I have just updated the GEOquery getGEOSuppFiles()
function (version 2.47.16) to support filtering supplemental files (filter_regex='bed'
) and to return a listing of files without download (fetch_files=FALSE
). To give it a try immediately, install from github:
biocLite('seandavi/GEOquery')
In 24-48 hours, the development version of GEOquery should be available.
After installation, you should be able to do something like:
library(GEOquery)
library(rtracklayer)
bedfiles = getGEOSuppFiles("GSE63137", filter_regex = 'bed')
# a data.frame with the filenames as rownames
bedfiles_as_granges = lapply(rownames(bedfiles), import, format = "bed")

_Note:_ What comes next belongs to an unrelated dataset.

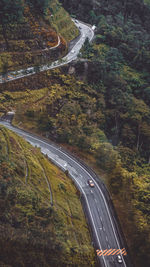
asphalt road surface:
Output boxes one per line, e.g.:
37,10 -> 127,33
0,121 -> 132,267
0,20 -> 94,83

bedfiles_as_granges[[1]] #first file granges
[[1]]
GRanges object with 103361 ranges and 0 metadata columns:
seqnames ranges strand
<Rle> <IRanges> <Rle>
[1] chr1 [3094879, 3095533] *
[2] chr1 [3119625, 3120840] *
[3] chr1 [3121310, 3121944] *
[4] chr1 [3292627, 3293590] *
[5] chr1 [3322353, 3322979] *
... ... ... ...
[103357] chrY [90808536, 90809176] *
[103358] chrY [90810611, 90811697] *
[103359] chrY [90812380, 90813359] *
[103360] chrY [90828629, 90829131] *
[103361] chrY [90838918, 90839418] *
-------
seqinfo: 22 sequences from an unspecified genome; no seqlengths
I suspect that leaving these as GRanges
objects may be the most useful form for analysis, but you could go ahead and convert to SummarizedExperiment
s if you like.
With 10 bed files, what would you want the ranges and the "assay" in the summarized experiment to contain?
No I don't mean that it should be a single SummarizedExperiment object (sorry bad wording on my part), just that I would obtain 10 SE objects simultaneously with associated GRanges. Just in general what is the most straightforward and direct way to do this?